At that moment, his mother was trying to get up the steps to the condominium with a baby carriage containing a screaming infant. As she lifted the carriage, she leaned sideways on the handrail to get up the three steps, just like Kayo. Once up the steps, the mother entered the door her son was holding open. Her son ran ahead again to open up the way for his mother, jumping energetically up and down as he went. Making his way to the mailboxes, he again started jumping, to try to reach the family's box, but fell short. His mother caught up, quickly retrieved the contents, and held them up high. The boy let out a cry of protest; his eyes fixed on the film case as though it were some treasured prize, he started jumping higher than ever. The mother stood there staring suspiciously at the film case that she'd just taken out of the mailbox, while the little boy, leaping up by her side, howled 'I wannit!' and 'Show it!'
Then the elevator doors slid open, and the three of them disappeared inside, leaving the lobby to be completely engulfed in the same deserted silence that had pervaded it before their arrival. In the silence, the baby's screams and the little boy's howls lingered in Kayo's ears. Before the sounds could die down completely, Kayo stood up laboriously.

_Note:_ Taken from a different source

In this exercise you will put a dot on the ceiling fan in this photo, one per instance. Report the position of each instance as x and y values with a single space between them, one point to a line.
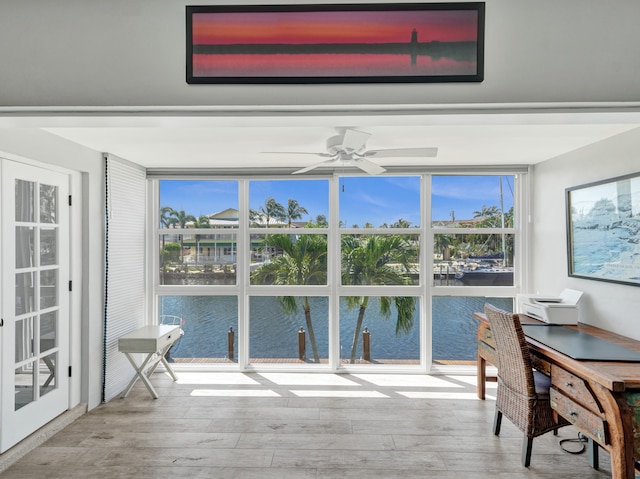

The clamour that pressed itself into that brief instant in time must have left a deep impression indeed. A full score years later, Kayo could still see that little boy springing up and down. I know I can count on you to take good care of your mother and the child soon to be born. These had been the final words of the father to that little boy, and even now it was with a poignant delight that Kayo remembered his vibrant little face, so full of life.
Naturally, Kayo had memorized the whole letter. Towards the end of the previous summer, she had recited the letter to her granddaughter Yuko, telling her that it was a piece of treasure washed up by the sea. After listening to the words, her granddaughter had stared backed at Kayo dubiously. The girl clearly didn't understand how the words amounted to any kind of 'treasure'. Indeed, even Kayo could not say for certain that she understood the truth that lay behind the message. Yet there could be no denying that no matter what that truth may be, it had suffused every inch of her body and provided spiritual support. She'd started to take morning walks every day, and her left leg had begun to heal ever since and was by now almost fully recovered.
It would soon be the spring holidays. It would not be long before Yuko would arrive to stay with her. Kayo plucked off a leaf from an angelica and offered it to a roadside statue. As she hurried home, she bounced with life.